25th Lieutenant Governor of Prince Edward Island
- In office September 8, 1924 – November 29, 1930
- Monarch: George V
- Governors General: The Viscount Byng of Vimy The Viscount Willingdon
- Premier: James D. Stewart Albert C. Saunders Walter Lea
- Preceded by: Murdoch MacKinnon
- Succeeded by: Charles Dalton

Personal details
- Born: January 7, 1871 Charlottetown, Prince Edward Island Colony
- Died: August 27, 1955 (aged 84) Charlottetown, Prince Edward Island, Canada
- Party: Liberal
- Spouse: Bessie Matthew ​(m. 1895)​
- Children: Frances Ruth
- Alma mater: Prince of Wales College Upper Canada College
- Occupation: businessman and farmer
- Profession: Politician

= Frank Richard Heartz =

Canadian politician

Frank Richard Heartz (7 January 1871 – 27 August 1955) was a Canadian politician who served as the 25th Lieutenant Governor of Prince Edward Island.

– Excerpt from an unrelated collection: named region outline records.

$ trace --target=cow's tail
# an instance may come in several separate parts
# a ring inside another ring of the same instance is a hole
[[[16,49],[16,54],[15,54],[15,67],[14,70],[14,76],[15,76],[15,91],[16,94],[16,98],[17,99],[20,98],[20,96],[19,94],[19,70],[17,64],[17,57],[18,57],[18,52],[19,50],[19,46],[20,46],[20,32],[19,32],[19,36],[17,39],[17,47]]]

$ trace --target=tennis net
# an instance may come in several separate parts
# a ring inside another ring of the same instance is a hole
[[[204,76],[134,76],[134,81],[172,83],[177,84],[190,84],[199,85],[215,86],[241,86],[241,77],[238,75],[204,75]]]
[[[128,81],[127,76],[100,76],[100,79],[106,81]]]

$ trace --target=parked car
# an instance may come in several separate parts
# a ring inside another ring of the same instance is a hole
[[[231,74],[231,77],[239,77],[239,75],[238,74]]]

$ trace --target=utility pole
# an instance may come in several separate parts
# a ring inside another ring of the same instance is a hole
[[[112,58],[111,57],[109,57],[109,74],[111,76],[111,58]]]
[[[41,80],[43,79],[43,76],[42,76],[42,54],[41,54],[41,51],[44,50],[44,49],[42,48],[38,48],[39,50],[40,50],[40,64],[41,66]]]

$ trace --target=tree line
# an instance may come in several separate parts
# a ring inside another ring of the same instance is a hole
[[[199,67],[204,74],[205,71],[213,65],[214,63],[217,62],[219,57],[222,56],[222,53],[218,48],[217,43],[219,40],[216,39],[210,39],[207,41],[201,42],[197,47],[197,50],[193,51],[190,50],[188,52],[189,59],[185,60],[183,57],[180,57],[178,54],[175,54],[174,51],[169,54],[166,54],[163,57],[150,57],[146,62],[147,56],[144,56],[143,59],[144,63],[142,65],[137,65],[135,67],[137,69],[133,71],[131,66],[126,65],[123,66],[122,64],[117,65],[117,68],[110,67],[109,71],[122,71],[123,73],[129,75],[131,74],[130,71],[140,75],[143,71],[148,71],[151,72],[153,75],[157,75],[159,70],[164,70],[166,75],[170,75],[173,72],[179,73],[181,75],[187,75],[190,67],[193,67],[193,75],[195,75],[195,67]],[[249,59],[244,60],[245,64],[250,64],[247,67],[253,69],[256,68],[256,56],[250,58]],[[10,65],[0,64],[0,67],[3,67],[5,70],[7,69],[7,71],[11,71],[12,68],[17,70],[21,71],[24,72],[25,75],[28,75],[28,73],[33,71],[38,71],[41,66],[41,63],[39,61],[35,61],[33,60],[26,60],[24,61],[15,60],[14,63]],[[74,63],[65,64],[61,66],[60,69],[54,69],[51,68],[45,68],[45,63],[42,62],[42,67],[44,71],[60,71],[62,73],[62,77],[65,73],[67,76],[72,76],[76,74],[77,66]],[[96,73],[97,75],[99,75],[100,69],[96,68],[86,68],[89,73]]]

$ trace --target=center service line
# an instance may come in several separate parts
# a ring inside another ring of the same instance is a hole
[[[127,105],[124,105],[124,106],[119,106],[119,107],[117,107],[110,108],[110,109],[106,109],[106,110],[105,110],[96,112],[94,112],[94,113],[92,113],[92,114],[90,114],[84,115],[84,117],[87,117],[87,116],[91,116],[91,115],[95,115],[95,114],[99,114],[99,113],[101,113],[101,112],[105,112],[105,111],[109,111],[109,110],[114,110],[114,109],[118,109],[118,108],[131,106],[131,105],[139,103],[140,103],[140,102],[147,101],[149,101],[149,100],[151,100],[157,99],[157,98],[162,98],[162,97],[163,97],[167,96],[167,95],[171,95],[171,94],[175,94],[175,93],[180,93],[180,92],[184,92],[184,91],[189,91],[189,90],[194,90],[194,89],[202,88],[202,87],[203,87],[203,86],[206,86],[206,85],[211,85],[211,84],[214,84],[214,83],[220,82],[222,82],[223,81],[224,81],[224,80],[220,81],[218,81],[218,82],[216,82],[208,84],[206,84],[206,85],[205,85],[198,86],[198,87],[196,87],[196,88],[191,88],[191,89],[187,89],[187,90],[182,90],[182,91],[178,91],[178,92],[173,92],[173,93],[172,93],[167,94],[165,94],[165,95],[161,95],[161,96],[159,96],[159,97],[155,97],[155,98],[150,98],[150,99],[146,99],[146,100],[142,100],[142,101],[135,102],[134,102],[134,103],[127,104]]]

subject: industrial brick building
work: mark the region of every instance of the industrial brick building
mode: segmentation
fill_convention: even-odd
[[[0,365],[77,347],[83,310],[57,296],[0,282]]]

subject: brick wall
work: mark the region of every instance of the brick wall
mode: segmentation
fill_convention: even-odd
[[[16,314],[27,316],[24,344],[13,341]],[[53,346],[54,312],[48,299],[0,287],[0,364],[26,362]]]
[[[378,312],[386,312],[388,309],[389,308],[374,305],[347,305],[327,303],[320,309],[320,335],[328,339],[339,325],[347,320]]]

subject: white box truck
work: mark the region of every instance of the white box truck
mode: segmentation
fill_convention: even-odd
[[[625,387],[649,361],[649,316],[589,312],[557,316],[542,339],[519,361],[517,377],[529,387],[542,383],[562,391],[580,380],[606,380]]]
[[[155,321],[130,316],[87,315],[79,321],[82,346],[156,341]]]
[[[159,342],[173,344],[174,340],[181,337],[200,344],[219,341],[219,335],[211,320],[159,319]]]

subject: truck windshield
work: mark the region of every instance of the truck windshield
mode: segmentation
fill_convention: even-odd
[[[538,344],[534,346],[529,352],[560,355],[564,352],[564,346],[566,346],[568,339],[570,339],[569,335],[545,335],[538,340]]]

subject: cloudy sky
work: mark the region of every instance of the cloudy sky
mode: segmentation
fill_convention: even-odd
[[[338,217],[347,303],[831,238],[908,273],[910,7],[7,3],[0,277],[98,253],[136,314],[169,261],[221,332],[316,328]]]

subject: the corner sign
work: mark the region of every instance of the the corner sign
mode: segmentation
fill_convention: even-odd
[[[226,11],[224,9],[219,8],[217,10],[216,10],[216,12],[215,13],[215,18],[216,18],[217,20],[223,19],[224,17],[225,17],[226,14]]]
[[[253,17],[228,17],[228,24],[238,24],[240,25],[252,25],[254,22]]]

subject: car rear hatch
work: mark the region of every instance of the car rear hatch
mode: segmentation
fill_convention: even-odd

He was born in 1871 in Charlottetown, Prince Edward Island, the son of Benjamin Heartz and Henrietta Davison. He was educated in local public schools, followed by Prince of Wales College and Upper Canada College.

He married Bessie Matthew of Souris on September 25, 1895.

In his political career, Heartz ran for the 1st Kings District in the Provincial Legislative Assembly in 1909 but was defeated. Heartz was appointed Lieutenant-Governor of Prince Edward Island on September 8, 1924, and served until November 19, 1930. He died in Charlottetown.